[1]:
import emat
emat.versions()
emat 0.5.1, plotly 4.14.3

CART

Classification and Regression Trees (CART) can be used for scenario discovery. They partition the explored space (i.e., the scope) into a number of sections, with each partition being added in such a way as to maximize the difference between observations on each side of the newly added partition divider, subject to some constraints.

The Mechanics of using CART

In order to use CART for scenario discovery, the analyst must first conduct a set of experiments. This includes having both the inputs and outputs of the experiments (i.e., you’ve already run the model or meta-model).

[2]:
import emat.examples
scope, db, model = emat.examples.road_test()
designed = model.design_experiments(n_samples=5000, sampler='mc', random_seed=42)
results = model.run_experiments(designed, db=False)

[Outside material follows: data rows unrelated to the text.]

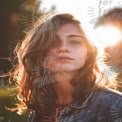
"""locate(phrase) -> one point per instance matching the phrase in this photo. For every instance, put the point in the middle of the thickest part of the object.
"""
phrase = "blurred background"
(17, 17)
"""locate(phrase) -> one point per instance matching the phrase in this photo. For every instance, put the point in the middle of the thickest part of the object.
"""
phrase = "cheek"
(82, 56)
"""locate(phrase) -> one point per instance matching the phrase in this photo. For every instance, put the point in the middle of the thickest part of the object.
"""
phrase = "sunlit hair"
(113, 16)
(111, 20)
(31, 55)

In order to use CART for scenario discovery, the analyst must also identify what constitutes a case that is “of interest”. This is essentially generating a True/False label for every case, using some combination of values of the output performance measures as well as (possibly) the values of the inputs. Some examples of possible definitions of “of interest” might include:

  • Cases where total predicted VMT (a performance measure) is below some threshold.
  • Cases where transit farebox revenue (a performance measure) is above some threshold.
  • Cases where transit farebox revenue (a performance measure) is above above 50% of budgeted transit operating cost (a policy lever).
  • Cases where the average speed of tolled lanes (a performance measure) is less than free-flow speed but greater than 85% of free-flow speed (i.e., bounded both from above and from below).
  • Cases that meet all of the above criteria simultaneously.

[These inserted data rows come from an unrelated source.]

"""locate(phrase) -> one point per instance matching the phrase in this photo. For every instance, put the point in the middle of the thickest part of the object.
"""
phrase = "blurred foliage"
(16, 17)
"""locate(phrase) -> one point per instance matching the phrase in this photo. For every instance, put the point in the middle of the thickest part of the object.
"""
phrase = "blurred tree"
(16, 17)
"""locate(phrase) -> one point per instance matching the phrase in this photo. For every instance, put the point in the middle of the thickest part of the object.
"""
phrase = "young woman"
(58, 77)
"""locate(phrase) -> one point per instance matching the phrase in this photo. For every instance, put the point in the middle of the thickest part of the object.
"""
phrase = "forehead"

The salient features of a definition for “of interest” is that (a) it can be calculated for each case if given the set of inputs and outputs, and (b) that the result is a True or False value.

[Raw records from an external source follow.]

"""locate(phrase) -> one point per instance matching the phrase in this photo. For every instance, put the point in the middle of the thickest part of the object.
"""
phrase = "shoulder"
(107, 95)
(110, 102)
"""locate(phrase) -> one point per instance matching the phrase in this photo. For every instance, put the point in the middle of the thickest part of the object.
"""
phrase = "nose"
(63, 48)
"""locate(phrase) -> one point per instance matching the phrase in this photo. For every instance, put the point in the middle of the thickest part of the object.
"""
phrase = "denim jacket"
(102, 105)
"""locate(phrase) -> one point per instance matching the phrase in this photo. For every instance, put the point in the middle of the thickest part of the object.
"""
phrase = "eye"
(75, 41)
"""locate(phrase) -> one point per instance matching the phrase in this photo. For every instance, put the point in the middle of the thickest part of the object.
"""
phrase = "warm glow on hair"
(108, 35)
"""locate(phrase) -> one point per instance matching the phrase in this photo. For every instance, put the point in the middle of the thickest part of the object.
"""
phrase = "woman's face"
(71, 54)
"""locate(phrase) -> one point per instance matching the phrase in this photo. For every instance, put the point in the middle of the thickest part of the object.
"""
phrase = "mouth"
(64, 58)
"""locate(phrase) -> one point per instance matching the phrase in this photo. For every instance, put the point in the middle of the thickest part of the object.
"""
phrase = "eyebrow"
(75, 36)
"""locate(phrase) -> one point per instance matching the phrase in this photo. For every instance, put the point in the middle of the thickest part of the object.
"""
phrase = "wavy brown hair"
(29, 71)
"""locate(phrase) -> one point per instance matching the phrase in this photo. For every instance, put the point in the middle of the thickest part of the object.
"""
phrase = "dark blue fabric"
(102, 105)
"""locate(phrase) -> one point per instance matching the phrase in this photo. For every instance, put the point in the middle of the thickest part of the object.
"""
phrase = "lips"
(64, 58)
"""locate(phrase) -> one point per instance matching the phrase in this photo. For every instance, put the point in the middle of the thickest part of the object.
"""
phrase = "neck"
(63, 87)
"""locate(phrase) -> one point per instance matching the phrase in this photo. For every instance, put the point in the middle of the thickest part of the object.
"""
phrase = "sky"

For this example, we will define “of interest” as cases from the Road Test example that have positive net benefits.

[3]:
of_interest = results['net_benefits']>0

Having defined the cases of interest, to use CART we pass the explanatory data (i.e., the inputs) and the ‘of_interest’ variable to the CART object, and then we can invoke the tree_chooser method.

[4]:
from emat.analysis import CART

cart = CART(
    model.read_experiment_parameters(design_name='mc'),
    of_interest,
    scope=scope,
)
[5]:
chooser = cart.tree_chooser()
chooser

The CART algorithm develops a tree that seeks to make the “best” split at each decision point, generating two datasets that are subsets of the original data and which provides the best (weighted) improvement in the target criterion, which can either be gini impurity or information gain (i.e., entropy reduction).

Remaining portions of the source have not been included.